Para Fazer Poesia













O que é preciso para fazer poesia?
Antes de tudo, como dizia o Gullar, sentir o assombro correndo em nossas veias. Somos mortais e cada dia é único. Pode ser o último. Com esse sentimento amarrado em nosso corpo, certamente não deixaremos escapar nada. Nosso espanto é nosso alimento.
Em seguida, já que não posso desperdiçar nada, tenho que afiar o olhar como se afia uma navalha. Meus olhos tampouco podem deixar escapar nada.
E meus outros sentidos. Sendo poeta tenho que usar meu corpo como um bicho. Farejar e sentir. Nada pode ser desperdiçado. Não posso desperdiçar sensações.
Eu vejo as imagens à medida que vou escrevendo o poema. Eu as vejo e tenho que correr para que elas não escapem.
A minha respiração é a música do poema.
Sem música dentro do poema, alguma coisa deixará de funcionar.
E mesmo que o poema seja muito triste, alguma alegria terá que habitá-lo, será, digamos, a sua luz.
Eu busco alegria em tudo.
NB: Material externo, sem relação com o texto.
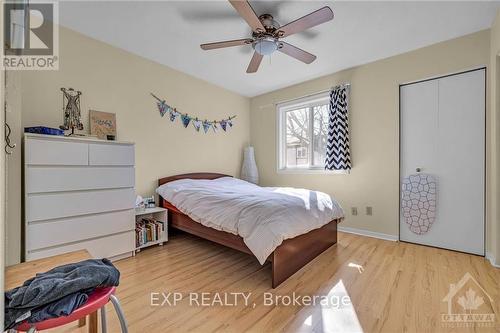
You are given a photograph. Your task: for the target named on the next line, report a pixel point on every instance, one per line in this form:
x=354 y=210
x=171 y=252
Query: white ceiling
x=170 y=32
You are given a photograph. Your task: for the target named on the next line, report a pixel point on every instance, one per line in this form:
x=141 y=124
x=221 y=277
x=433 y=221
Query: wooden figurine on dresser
x=72 y=113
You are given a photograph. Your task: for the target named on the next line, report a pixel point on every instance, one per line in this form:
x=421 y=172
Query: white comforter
x=262 y=216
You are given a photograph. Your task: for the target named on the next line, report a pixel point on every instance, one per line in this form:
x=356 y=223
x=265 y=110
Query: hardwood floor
x=393 y=287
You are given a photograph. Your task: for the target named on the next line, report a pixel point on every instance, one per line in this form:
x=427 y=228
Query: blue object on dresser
x=44 y=130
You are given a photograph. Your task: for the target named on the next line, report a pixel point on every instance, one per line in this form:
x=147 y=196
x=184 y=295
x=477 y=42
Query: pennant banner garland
x=186 y=119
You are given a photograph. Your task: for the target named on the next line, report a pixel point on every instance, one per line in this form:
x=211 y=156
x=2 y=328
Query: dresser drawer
x=104 y=247
x=59 y=205
x=108 y=154
x=56 y=152
x=68 y=230
x=56 y=179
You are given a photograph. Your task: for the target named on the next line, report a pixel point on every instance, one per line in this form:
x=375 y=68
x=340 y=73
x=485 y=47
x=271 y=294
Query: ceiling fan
x=267 y=34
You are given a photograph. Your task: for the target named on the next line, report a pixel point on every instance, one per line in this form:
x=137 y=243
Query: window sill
x=307 y=171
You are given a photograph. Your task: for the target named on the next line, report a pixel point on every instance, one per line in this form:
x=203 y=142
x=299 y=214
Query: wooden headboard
x=194 y=175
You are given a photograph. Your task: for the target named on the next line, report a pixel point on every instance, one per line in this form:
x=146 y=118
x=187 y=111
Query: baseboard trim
x=491 y=259
x=367 y=233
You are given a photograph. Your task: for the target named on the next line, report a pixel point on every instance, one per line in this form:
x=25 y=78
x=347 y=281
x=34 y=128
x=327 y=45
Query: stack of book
x=148 y=230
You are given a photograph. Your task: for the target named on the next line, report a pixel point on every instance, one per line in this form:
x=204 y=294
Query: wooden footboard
x=295 y=253
x=286 y=260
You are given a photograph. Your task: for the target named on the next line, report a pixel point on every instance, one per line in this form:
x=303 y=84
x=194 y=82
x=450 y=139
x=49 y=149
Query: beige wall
x=113 y=80
x=495 y=130
x=374 y=127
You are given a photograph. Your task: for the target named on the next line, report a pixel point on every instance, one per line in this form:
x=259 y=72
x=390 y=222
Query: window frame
x=308 y=102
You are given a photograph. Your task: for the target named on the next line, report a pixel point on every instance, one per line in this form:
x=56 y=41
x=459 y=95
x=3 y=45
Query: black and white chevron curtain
x=338 y=156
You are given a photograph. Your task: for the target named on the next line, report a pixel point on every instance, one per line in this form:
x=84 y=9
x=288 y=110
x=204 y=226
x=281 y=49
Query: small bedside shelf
x=157 y=214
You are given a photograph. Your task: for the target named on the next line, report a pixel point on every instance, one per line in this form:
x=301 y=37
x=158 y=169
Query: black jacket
x=57 y=292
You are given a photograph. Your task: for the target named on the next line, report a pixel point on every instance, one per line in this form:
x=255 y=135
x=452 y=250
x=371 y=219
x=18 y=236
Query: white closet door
x=443 y=134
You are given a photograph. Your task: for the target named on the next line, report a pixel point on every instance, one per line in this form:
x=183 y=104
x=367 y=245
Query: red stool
x=97 y=301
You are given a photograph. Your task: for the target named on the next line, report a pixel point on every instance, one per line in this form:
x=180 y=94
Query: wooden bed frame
x=288 y=258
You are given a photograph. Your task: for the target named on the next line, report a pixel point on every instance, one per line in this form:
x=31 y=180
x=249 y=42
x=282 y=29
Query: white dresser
x=79 y=194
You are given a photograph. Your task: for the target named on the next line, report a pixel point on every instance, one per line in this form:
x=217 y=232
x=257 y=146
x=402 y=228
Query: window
x=303 y=131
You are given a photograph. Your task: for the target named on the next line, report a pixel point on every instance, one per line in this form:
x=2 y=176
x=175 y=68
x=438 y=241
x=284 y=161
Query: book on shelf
x=148 y=230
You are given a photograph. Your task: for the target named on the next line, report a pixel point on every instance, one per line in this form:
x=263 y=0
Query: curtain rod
x=310 y=95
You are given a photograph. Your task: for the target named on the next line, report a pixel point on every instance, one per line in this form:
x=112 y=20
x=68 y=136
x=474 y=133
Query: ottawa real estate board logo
x=30 y=36
x=468 y=305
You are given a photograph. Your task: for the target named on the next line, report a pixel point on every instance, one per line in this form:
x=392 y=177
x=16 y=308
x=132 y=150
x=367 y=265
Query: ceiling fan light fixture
x=265 y=46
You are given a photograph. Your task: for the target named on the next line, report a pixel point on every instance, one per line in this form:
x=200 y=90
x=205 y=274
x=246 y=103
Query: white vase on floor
x=249 y=170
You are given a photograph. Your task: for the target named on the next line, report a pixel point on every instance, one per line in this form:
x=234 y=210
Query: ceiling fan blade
x=322 y=15
x=246 y=11
x=227 y=43
x=254 y=64
x=296 y=53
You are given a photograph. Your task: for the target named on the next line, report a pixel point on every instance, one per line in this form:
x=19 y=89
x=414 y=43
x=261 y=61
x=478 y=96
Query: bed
x=286 y=259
Foi um longo aprendizado. Mesmo na dor. O poeta tem que gostar das palavras, das suas possibilidades. Quanto mais aberto o poema, melhor. Se você entende desse jeito e o outro de outro jeito, que bom. Uma palavra que vai se abrindo em leque, vai levando o leitor para várias direções...
E também dar de comer aos medos. Os medos podem ser grandes aliados, pois temos que domá-los, são nossos lobos. O poema também tem que ser domado. Quantas vezes for preciso, há que recomeçar, refazer, limpar, cortar.
Enfim, fazer poesia é viver em estado de poesia.